General Programming Information¶
Application and Library¶
The purpose of programming is to develop softwares/programs. There are many ways to categorize software entities. I prefer to generalize them into applications and libraries for teaching purposes. Applications are more commonly see in the courses as ad-hoc solutions to problems. They focus on executables that can be executed to finish some tasks. Libraries are reusable code entities. They focus on providing functions, classes, configurations, etc. to support programming of applications or other libraries.
Programming Languages¶
Programming languages can be categorized from many perspectives. Some of the commonly employed code categorizations are listed below:
Compiled, Interpreted
Typed, Untyped
High-level, Low-level
General purpose, Domain specific
Declarative
Logical
Procedural
Functional
Object-oriented
class-based
not class-based
Language |
Tags |
---|---|
Java |
Compiled+Interpreted, Typed, High-level, Object-oriented, Class-based, General purpose |
C++ |
Compiled, Typed, High-level, Object-oriented, Class-based, General purpose |
Python |
Interpreted, Untyped, High-level, Object-oriented, Class-based, General purpose |
C |
Compiled, Typed, High-level, Procedural, General purpose |
Javascript |
Interpreted, Untyped, High-level, Object-oriented, not class-based, General purpose |
SQL |
Interpreted, High-level, Declarative, Domain specific |
Coding style¶
A coding style includes naming, formatting, indentation, blank spacing, comment and documentation. It affects the readability and maintainability of source code files.
There are many coding style conventions as part of coding standards or guidelines from various companies, universities, and organizations. They are widely adopted and confirmed to be effective. Choose one to follow and stick to it. Many programmer’s editors and IDEs have built-in support to them.
If your instructor requires everyone to follow a certain style, follow it! It will help the communication, teaching and grading process a lot.
The minimum requirement is to be consistent. Do not mix styles in one project.
Sometimes you will be working with existing code and it is a good idea to align the code style to the existing one.
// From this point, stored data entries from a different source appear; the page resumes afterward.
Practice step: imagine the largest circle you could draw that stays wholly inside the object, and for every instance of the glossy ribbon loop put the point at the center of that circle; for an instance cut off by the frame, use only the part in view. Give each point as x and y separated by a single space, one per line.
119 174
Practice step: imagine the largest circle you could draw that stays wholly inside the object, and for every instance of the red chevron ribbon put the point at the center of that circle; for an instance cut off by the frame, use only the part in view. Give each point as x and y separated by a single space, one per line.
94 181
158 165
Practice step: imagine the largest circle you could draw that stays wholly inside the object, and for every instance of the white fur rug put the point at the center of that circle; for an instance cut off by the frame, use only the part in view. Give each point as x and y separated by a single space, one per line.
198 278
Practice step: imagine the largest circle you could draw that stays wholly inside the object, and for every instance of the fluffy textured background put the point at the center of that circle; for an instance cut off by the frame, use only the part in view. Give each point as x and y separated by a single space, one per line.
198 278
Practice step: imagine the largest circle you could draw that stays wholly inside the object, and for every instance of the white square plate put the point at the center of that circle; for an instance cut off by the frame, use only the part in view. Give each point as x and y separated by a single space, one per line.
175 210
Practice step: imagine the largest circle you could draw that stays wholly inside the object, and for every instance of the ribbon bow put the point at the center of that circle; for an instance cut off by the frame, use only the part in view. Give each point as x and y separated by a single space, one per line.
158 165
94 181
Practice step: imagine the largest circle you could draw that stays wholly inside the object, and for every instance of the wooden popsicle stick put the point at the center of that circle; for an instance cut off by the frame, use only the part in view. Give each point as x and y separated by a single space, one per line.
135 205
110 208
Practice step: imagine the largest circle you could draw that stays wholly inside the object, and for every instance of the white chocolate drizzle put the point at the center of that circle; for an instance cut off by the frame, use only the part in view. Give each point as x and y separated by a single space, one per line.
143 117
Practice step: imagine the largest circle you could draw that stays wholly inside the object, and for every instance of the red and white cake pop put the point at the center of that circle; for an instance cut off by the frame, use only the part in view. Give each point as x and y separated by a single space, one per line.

Comments and Documentations¶
Documentations are special comments employed to provide documents for programs, functions, classes, and class members; They are employed to provide reference to the user of the program on how the entities can/should be used. Tools like Doxygen, Sphinx can extract documentations from source code files and create standalone documentation in sharable format like HTML, PDF, etc.
Explains a line or a code snippet; To be used by the programmer about the internal details that cannot be easily learned from direct code reading. They are also employed to mark important places in the source code where everyone should pay attention. Tags like TODO, FIXME, WIP are commonly seen in comments in unfinished codes. Comments in finished code can be avoid most of the time with proper naming of variables, functions, classes, namespaces, etc.